では、日本で逆さ磔が行われた歴史をたどってみましょう。初期の逆さ磔で有名なのは、天正3年(1575年)に起こった長篠の戦いにおけるものです。この戦いの際、鳥居強右衛門という人物が逆さ磔にされたという説があります(ほかに通常の磔刑だったという説、切られたという説など、諸説あり)。 鳥居強右衛門はどのような罪を犯したのでしょうか。また、どのような状況で逆さ磔が行われたのでしょうか。詳しく見てみましょう。

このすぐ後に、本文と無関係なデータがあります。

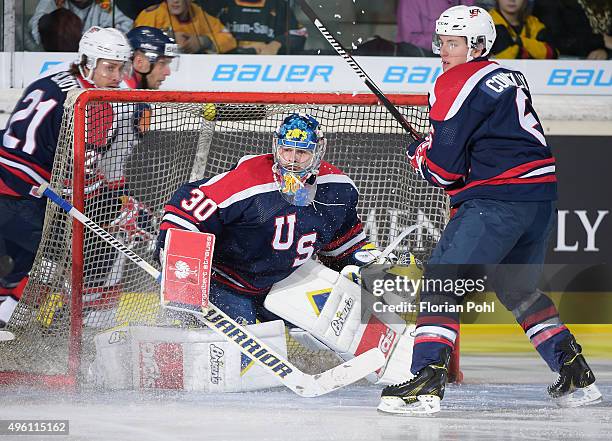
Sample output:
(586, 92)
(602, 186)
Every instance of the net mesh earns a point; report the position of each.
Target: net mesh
(137, 154)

天正3年5月、三河国(現在の愛知県)にある長篠城をめぐる合戦が、長篠の戦いです。甲斐の武将、武田信玄の上洛によって、武田軍と織田信長・徳川家康の連合軍は敵対関係にありました。 信玄の死により、武田軍は甲斐へと撤退を始めますが、このときに武田軍を裏切って徳川方へ寝返ったのが、奥平貞昌(後の信昌)です。貞昌は家康により長篠城を任されますが、信玄の後を継いだ勝頼が1万数千の大軍を率いて長篠城を囲みます。 貞昌の状況は絶望的と思われましたが、織田・徳川軍が救援に駆けつけます。ここで、戦国最強と言われた武田騎馬隊を信長の鉄砲隊が破り、信長は天下人への階段を上り始めます。一方、甲斐を中心に強い勢力を持っていた武田家は衰退し、天正10年(1582年)の信長の侵攻をもって終わりを迎えます。

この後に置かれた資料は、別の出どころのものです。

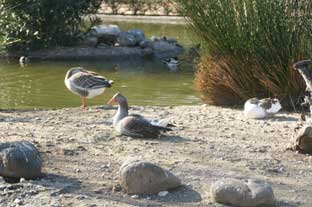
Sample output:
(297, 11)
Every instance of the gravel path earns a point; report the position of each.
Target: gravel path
(82, 155)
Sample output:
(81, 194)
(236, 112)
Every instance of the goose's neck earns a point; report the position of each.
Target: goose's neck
(121, 112)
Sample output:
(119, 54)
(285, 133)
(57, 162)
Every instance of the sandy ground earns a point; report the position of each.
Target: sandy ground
(82, 155)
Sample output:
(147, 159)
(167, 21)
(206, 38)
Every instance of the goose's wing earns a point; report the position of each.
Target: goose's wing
(265, 103)
(90, 80)
(140, 127)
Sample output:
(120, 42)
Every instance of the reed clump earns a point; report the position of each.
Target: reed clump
(250, 47)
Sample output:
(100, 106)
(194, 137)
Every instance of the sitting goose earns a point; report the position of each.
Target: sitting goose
(172, 64)
(135, 125)
(263, 108)
(86, 84)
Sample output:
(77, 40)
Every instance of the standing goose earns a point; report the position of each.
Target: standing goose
(135, 125)
(263, 108)
(86, 84)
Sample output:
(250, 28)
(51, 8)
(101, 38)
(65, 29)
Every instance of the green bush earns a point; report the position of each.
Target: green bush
(251, 46)
(43, 23)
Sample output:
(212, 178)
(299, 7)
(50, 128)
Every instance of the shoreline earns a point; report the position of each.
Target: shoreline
(82, 155)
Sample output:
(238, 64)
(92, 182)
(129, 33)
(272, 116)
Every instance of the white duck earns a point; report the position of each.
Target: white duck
(263, 108)
(86, 84)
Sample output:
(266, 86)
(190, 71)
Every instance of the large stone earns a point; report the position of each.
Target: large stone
(302, 141)
(141, 177)
(163, 49)
(138, 35)
(100, 30)
(19, 160)
(245, 193)
(126, 39)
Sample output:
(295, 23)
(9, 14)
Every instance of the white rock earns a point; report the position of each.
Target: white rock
(244, 193)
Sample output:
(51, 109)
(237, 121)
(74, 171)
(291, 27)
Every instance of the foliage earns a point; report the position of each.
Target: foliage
(44, 23)
(251, 45)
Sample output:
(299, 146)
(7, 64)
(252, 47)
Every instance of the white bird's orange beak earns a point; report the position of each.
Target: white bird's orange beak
(112, 101)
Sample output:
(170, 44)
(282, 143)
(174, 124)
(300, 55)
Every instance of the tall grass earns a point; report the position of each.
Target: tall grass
(251, 45)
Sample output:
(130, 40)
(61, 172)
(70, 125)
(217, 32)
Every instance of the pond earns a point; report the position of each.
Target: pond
(41, 84)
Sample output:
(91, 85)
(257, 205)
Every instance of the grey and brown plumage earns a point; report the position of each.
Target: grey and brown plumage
(135, 125)
(261, 108)
(85, 83)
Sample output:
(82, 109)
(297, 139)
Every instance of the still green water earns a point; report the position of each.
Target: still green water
(41, 84)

この長篠の戦いで、長篠城が武田軍によって包囲されたとき、織田・徳川軍への救援要請の使者として選ばれたのが鳥居強右衛門です。貞昌の命を受けた強右衛門は深夜に城を抜け出し、川を泳いで渡って信長・家康に長篠城の危機を伝えました。 その後、援軍が来ることを伝えるため、強右衛門は再び長篠城へ引き返しますが、そこで武田軍の兵に見つかって捕らえられてしまいます。武田軍は強右衛門に対して、城へ援軍が来ないと伝えるように脅します。援軍が来ないという知らせを聞けば城内の士気が下がり、城を落とすことができるからです。 しかし、強右衛門は城に向かって「援軍はすぐ近くまで来ている、もう少しだ」と叫んだと言われています。このことにより長篠城はなんとか持ちこたえ、続いて到着した織田・徳川軍によって形勢は逆転しました。ですが、捕らえられていた強右衛門は、武田軍によって逆さ磔に処されました。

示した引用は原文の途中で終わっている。